Vielen Dank für das Lob und die Hinweise, denen wir gern nachgehen.

12.800 Euro für eine Dachdämmung ist sicherlich recht günstig, aber natürlich auch stark von der Größe und dem Zustand des Daches abhängig. In unserem Beispiel waren die Dachziegel beispielsweise nicht im Preis enthalten.

Das Thema Belüftung ist eine Sache für sich - und deswegen sicherlich eher etwas für ein weiteres Themenspezial. Auch diese Anregung nehmen wir gern auf.

Mit dem, was Sie bereits alles in Angriff genommen und recherchiert haben, wären Sie sicherlich auch ein Kandidat für unsere Auswahl zum Energiesparhelden. Melden Sie sich bei uns, wenn Sie Ihre Erfolgsgeschichte erzählen wollen.
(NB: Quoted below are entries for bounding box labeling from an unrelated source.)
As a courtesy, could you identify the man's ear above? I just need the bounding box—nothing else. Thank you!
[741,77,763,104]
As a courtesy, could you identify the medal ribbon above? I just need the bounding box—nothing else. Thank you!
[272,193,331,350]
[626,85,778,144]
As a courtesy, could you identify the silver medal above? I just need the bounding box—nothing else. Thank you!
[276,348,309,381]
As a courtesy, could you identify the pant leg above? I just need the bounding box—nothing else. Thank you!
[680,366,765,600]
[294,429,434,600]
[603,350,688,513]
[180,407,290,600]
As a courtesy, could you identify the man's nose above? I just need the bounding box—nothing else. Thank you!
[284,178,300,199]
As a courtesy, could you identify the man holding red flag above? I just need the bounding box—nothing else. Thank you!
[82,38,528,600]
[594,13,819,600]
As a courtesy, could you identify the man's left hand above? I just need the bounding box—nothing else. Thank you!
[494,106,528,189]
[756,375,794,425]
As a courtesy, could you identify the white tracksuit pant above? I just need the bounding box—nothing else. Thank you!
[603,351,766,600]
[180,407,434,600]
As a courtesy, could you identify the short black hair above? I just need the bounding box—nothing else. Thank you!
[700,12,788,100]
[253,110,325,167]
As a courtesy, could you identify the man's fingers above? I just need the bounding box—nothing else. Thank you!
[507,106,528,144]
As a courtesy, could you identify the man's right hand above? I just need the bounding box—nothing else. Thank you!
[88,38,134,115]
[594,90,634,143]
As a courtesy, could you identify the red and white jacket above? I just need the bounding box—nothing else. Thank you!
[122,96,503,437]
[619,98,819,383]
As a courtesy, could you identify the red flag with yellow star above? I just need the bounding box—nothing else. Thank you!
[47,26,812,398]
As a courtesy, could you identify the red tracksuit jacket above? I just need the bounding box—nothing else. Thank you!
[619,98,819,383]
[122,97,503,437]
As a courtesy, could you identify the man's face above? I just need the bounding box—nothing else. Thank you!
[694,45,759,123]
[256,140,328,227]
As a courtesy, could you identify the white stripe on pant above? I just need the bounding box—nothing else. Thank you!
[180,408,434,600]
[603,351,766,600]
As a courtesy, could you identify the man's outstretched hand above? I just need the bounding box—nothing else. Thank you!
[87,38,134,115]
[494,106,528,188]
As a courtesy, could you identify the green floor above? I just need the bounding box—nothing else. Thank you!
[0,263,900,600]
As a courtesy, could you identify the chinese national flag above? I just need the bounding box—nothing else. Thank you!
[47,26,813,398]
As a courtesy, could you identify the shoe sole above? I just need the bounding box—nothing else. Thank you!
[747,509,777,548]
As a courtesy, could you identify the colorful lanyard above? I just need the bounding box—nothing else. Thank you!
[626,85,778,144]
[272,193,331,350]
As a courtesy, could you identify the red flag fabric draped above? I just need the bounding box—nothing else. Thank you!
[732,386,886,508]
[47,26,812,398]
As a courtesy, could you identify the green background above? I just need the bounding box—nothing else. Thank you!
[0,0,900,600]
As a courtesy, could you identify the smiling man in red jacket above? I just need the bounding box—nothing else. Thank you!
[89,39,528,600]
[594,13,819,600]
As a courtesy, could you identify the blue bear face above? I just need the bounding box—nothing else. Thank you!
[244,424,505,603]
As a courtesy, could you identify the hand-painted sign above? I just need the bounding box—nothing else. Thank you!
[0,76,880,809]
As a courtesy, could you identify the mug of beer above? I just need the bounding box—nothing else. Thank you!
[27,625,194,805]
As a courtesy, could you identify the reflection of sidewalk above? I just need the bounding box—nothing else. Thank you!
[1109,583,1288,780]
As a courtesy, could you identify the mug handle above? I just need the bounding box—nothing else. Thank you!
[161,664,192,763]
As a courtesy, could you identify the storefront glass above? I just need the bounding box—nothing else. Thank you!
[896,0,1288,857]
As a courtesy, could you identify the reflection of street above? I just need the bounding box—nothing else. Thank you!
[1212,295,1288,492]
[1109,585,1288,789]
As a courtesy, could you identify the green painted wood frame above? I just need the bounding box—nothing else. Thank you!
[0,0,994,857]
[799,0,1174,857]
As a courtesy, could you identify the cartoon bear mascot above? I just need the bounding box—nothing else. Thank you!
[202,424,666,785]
http://www.energiesparclub.de/energiesparkonto/energiesparhelden/index.html

Wir wünschen viel Erfolg bei weiteren Energiesparmaßnahmen!

03.04.2012 | i_Peter

Der Artikel ist sicher soweit gut und richtig. Aber 2 Punkte sind verbesserungsbedürftig:
1. Kosten Dachdämmung mit 12.800 € viel zu niedrig.
2. Maßnahmenpaket Belūftung (mit Wärmetauscher) fehlt vollständig.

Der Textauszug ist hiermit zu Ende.